Probabilistic Machine Learning

By: Chengyi (Jeff) Chen


Introduction

The purpose of these sets of notes is to connect ideas crossing the realms of frequentist, bayesian, probabilistic machine learning vernacular, e.g. how 1. frequentist maximum likelihood estimation is related to 2. partial bayesian maximum a posteriori and 3. full bayesian inference. I’m in no way an expert of the philosophical and practical differences between the the frequentist vs. bayesian perspective nor am I close to being good at mathematics – here’s just what I’ve gathered from my readings, subject to my own interpretation. Throughout, I’ll be drawing ideas from computer programming as well, specifically notes on Uber’s Pyro PPL. Starting from first principles, we ask: “What are we even trying to do in machine learning?”


Setup

Before we distinguish between supervised, unsupervised, semi-supervised learning, here’s the general probabilistic machine learning setting:

We are given a matrix of observed training data \(\mathbf{X}_{\text{train}} = \{ \mathbf{x}_1, \mathbf{x}_2, \mathbf{x}_3, \ldots \mathbf{x}_N \}\) as independent samples generated from a true data distribution \(f(\mathcal{X})\), where \(\mathbf{x} \in \mathcal{X}\) (the set of observed data values).


Model

We specify a probabilistic model of the form:

(13)\[\begin{align} p(\mathcal{X}, \mathcal{Z} ; \Theta = \theta) \\ \end{align}\]

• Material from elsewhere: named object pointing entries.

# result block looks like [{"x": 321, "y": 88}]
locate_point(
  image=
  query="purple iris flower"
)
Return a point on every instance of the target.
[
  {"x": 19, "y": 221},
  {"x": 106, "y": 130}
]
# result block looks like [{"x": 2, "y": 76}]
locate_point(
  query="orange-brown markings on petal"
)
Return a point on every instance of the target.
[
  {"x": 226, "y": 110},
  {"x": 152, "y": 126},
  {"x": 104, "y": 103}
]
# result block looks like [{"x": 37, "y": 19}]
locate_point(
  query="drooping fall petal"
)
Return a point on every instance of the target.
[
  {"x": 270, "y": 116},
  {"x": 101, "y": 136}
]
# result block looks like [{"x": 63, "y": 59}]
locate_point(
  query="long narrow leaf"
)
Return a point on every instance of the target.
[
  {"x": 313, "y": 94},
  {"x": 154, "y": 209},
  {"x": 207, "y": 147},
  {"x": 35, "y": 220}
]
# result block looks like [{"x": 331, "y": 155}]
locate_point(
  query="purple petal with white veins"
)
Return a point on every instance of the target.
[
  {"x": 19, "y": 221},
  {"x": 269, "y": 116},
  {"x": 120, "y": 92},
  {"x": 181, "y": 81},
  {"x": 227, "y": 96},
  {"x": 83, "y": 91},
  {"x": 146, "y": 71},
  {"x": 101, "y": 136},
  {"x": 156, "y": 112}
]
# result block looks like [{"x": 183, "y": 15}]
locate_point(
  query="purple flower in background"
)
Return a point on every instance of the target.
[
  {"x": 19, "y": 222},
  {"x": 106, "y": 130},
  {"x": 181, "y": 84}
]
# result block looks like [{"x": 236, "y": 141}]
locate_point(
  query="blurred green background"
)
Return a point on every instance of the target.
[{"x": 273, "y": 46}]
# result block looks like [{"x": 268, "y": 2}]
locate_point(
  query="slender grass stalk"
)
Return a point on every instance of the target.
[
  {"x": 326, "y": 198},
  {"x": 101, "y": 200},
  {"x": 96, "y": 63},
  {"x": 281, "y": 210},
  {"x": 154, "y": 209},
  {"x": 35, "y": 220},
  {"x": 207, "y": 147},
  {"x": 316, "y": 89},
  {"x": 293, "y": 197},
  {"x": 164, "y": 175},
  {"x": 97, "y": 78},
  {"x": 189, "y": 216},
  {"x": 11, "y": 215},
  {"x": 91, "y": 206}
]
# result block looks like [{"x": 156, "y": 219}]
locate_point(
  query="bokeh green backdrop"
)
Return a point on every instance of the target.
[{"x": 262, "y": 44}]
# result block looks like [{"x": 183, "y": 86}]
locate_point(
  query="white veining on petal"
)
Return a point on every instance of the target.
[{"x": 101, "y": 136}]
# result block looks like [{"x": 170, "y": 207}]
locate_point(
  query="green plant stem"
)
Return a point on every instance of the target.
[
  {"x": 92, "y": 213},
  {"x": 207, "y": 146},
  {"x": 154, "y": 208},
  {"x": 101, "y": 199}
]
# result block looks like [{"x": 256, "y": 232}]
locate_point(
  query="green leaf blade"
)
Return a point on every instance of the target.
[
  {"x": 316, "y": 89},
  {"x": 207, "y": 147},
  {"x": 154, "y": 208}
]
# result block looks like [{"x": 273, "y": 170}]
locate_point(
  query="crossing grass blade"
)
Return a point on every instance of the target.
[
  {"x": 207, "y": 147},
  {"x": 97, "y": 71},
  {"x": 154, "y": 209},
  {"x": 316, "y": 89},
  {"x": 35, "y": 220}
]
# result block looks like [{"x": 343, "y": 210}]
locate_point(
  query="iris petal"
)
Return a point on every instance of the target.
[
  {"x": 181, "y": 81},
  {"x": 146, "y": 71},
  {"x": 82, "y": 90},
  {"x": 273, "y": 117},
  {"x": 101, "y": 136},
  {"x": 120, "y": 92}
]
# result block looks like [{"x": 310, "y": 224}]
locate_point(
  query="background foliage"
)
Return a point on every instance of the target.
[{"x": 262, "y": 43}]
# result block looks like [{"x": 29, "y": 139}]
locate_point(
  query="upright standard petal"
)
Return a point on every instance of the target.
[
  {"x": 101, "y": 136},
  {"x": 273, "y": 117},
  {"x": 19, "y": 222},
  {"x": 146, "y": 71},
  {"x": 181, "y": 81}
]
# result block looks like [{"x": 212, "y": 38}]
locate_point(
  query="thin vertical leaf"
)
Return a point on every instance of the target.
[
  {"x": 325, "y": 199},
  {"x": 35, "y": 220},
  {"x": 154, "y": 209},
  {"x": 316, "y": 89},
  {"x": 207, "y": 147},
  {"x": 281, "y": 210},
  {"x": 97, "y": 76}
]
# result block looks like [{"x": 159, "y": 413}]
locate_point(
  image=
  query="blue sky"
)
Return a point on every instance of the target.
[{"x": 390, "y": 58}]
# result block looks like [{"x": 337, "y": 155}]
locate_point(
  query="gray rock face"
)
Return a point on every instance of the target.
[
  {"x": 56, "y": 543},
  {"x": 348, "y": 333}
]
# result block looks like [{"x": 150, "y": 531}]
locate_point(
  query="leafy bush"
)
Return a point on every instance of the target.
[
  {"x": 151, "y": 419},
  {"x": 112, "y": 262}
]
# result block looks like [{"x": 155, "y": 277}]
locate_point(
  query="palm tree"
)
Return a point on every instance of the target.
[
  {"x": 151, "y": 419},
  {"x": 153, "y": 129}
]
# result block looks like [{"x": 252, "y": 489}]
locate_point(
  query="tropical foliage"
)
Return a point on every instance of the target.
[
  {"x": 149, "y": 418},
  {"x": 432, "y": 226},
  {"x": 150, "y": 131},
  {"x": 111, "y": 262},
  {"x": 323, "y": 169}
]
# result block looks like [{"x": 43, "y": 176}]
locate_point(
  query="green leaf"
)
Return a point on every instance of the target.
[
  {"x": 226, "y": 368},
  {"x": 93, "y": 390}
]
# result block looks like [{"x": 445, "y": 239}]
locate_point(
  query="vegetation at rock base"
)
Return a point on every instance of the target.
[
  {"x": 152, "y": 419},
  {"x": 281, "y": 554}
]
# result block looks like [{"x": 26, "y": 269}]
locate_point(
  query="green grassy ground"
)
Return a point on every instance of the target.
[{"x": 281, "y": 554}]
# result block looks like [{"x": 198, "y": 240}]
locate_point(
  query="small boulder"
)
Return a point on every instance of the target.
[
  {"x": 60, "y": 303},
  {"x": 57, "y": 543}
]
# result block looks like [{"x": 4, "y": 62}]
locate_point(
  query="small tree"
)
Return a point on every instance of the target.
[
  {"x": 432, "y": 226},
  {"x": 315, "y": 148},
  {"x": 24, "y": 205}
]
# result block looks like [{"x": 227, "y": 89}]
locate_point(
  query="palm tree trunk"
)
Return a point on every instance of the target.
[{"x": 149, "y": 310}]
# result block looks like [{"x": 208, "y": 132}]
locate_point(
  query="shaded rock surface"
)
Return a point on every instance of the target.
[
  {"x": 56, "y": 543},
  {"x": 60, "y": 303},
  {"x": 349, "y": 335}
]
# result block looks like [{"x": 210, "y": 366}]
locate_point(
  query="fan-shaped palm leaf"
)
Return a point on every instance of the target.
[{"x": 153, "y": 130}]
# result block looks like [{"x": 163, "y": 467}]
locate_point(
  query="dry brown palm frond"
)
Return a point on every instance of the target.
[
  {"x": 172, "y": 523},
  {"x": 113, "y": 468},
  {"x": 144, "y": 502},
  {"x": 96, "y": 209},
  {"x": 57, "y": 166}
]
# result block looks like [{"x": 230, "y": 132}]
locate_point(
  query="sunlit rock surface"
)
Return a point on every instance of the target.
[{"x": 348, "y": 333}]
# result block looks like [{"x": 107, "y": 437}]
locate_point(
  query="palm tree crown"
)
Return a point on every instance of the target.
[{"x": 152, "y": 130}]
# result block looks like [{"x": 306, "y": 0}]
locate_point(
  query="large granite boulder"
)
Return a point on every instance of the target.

to learn \(\mathbf{X}_{\text{train}}\) to approximate \(f(\mathcal{X})\), where \(\mathbf{z} \in \mathcal{Z}\) are a set of latent / unobserved random variables, as we make no assumptions on whether the observable dataset \(\mathbf{X}_{\text{train}}\) contains all information about the system. This joint probability over both the observed data and latent random variables as a function of the parameters \(\Theta\) is often called the complete data likelihood and is usually factorized into conditional dependencies by representing the joint probability as a directed graphical model, e.g. a Gaussian Mixture Model:

https://upload.wikimedia.org/wikipedia/commons/thumb/2/28/Bayesian-gaussian-mixture.svg/600px-Bayesian-gaussian-mixture.svg.png

Fig. 3 Gaussian Mixture Model Directed Graphical Model

(14)\[\begin{align} p(\mathcal{X} ; \Theta = \theta) &= \int_{\mathbf{z} \in \mathcal{Z}} p(\mathcal{X}, \mathcal{Z} = \mathbf{z}; \Theta = \theta) d\mathcal{Z} \\ \end{align}\]

is then called the incomplete data likelihood / evidence / marginal likelihood (because we marginalized out \(\mathcal{Z}\) to keep only \(\mathcal{X}\). Firstly, note that \(\Theta = \theta\) are fixed parameters (“\(;\)” is used instead of “\(\vert\)” in the conditioning of \(\theta\) to indicate that it is a “frequentist” fixed parameter and not a “bayesian” random variable). Secondly, note that we have to marginalize out the latent variables / work only with the joint probability model because that’s the only model we have access to; we have no direct access to the marginal probability \(p(\mathcal{X} ; \Theta = \theta) \) directly.


Objectives

Learning such a probabilistic model has 2 primary objectives:

Objective 1

Draw conclusions about the posterior distribution of our latent variables \(\mathcal{Z}\):

(15)\[\begin{align} p(\mathcal{Z} \vert \mathcal{X} = \mathbf{X}_{\text{train}}; \Theta = \theta) &= \frac{p(\mathcal{X} = \mathbf{X}_{\text{train}}, \mathcal{Z}; \Theta = \theta)}{\int_{\mathbf{z} \in \mathcal{Z}} p(\mathcal{X} = \mathbf{X}_{\text{train}}, \mathcal{Z} = \mathbf{z}; \Theta = \theta) d\mathbf{z}} \\ \end{align}\]

Objective 2

Make predictions for new data, which we can do with the posterior predictive distribution:

(16)\[\begin{align} p(\mathcal{X} = \mathbf{X}_{\text{test}} \vert \mathcal{X} = \mathbf{X}_{\text{train}}; \Theta = \theta) &= \int_{\mathbf{z} \in \mathcal{Z}} p(\mathcal{X} = \mathbf{X}_{\text{test}} \vert \mathcal{Z} = \mathbf{z}; \Theta = \theta) p(\mathcal{Z} = \mathbf{z} \vert \mathcal{X} = \mathbf{X}_{\text{train}}; \Theta = \theta) d\mathbf{z} \\ \end{align}\]